Of rural hospitals that close their labor and delivery services, many say it’s because fewer women give birth there.

Erlanger Western Carolina Hospital in Murphy, in the western end of the state, closed its labor and delivery services, as well as its obstetrics and gynecological services, last year. 

CPP reported jointly with Huffpost in 2017 on the pattern of Mission Health gradually closing labor and delivery services at its rural mountain hospitals in Spruce Pine, Brevard and Franklin. Although Mission has since been acquired by for-profit HCA, at the time Mission was nonprofit, like Erlanger and Wake Forest Baptist. 

In the east, Martin General Hospital in Williamston ended its labor and delivery services last year. Martin General is owned by for-profit Quorum Health.
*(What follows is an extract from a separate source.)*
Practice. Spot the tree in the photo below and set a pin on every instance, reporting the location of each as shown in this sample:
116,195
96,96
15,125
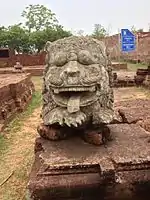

State data shows women gave birth to 85 babies in the first nine months of last year — about a baby every three days. Several surrounding counties also lack labor and delivery services, and a pregnant woman from Murphy will have to travel more than an hour to find a hospital with such services.

Pregnancy-related deaths in the United States have climbed since they were first tracked in the late 1980s, according to the national Centers for Disease Control and Prevention. Maternal mortality is higher for black women than any other category, for reasons doctors and researchers don’t entirely understand.

At least one critic of Wake Forest Baptist Health’s retreat from Lexington sounded off on social media last week. Michelle Drew, an advanced practice nurse based in Maryland, called the move “sad” on social media.

“Ending labor and delivery services in Lexington, N.C., placing already at-risk rural mothers and babies at risk,” she tweeted late last week. “Coincidentally, Lexington is majorly black and brown folks with a median family income of $29,000.

“Previous studies have shown rural communities with a large proportion of black families are more likely to lose birth services than predominantly white communities.”

Drew could not be reached for comment.

Looking ahead in Lexington

Once Lexington’s labor and delivery services close, sometime before June 30, just one hospital with labor and delivery services will remain in Davidson County: Novant Health in Thomasville. Data from the N.C. Department of Health and Human Services shows that hospital averaged 55 births per month in the first nine months of 2019.

Around two dozen workers from the Lexington hospital, mostly nurses involved in delivery services, will be looking for work elsewhere.

“Wake Forest Baptist is actively working with these highly experienced and valued team members to place them in open positions within the health system,” the press release says.